Durch das tiefenaufgelöste Datierungsverfahren konnten die Verlässlichkeit der erhaltenen Alter gesichert und ausreichend erhitzte von jenen Proben unterschieden werden, die nur ungenügend erhitzt wurden und somit überhöhte Altersdatierungen erbracht hätten. Bei zwei Proben konnte dabei gezeigt werden, dass eine rötliche Verfärbung der Gesteinsoberfläche noch keine Garantie für ein verlässliches Alter darstellt. Vielmehr erwies sich die Hitzeinwirkung an den verschiedenen Probeentnahmestellen als höchst variabel, womit erneut die Notwendigkeit des entwickelten Datierungsverfahrens unterstrichen wurde.

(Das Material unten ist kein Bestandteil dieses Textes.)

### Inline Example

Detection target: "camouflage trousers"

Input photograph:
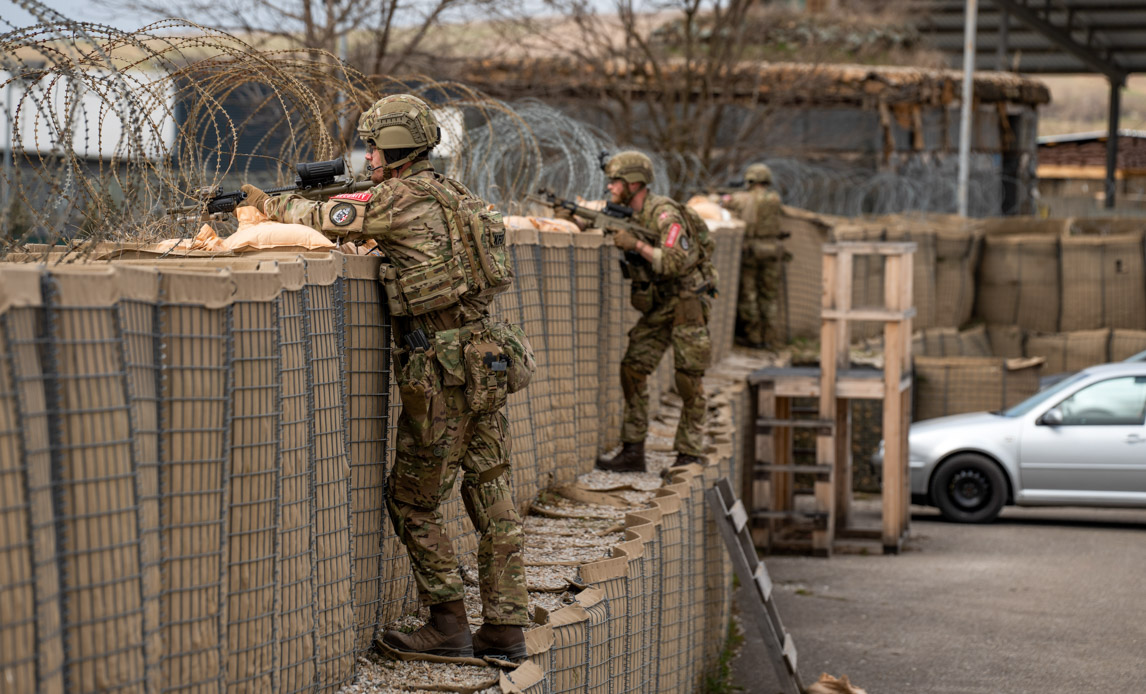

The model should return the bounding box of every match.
[386,385,529,626]
[620,293,712,456]
[737,254,782,346]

Bei der Quantifizierung des Strahlungsfeldes ergaben sich, trotz der Anwendung präziser analytischer Verfahren, unerwartete Schwierigkeiten, die eine Erhöhung der Altersunsicherheiten mit sich führten. Dies und die geringer als erwartete Anzahl an auswertbaren Proben zeigen, dass an den Externsteinen weiterer naturwissenschaftlicher Untersuchungs- und Forschungsbedarf besteht.

Historisch relevante Brandspuren

Nach Meinung der Wissenschaftler belegt die OSL-Untersuchung, dass es sich bei den bisher rätselhaften Abplatzungen und Verfärbungen in den Grotten tatsächlich um historisch relevante Brandspuren handelt.

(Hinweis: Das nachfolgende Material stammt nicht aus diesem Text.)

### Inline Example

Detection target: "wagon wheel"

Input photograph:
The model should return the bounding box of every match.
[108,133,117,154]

Entgegen ersten Befürchtungen der Forscher beweisen die Ergebnisse aus dem bodennahen Bereich der Haupt- und Nebengrotte, dass normale Lagerfeuer, wie sie dort noch in den 1960er Jahren häufiger brannten, ältere Brandspuren nicht überlagern konnten. Die datierten Brandspuren sind demnach historisch bedeutsam und zeugen von erheblichen Eingriffen.

Nutzung vor allem im Mittelalter

Die Untersuchung konnte nicht bestätigen, dass die Grotten bereits in der Älteren Eisenzeit (Mitte 1. Jahrtausend v. Chr.) geschaffen beziehungsweise genutzt wurden, wie dies nach den Ergebnissen der ersten, methodisch noch nicht ausgereiften TL-Altersabschätzung von 1990 möglich schien. Alle nun ermittelten Alter weisen ins Mittelalter.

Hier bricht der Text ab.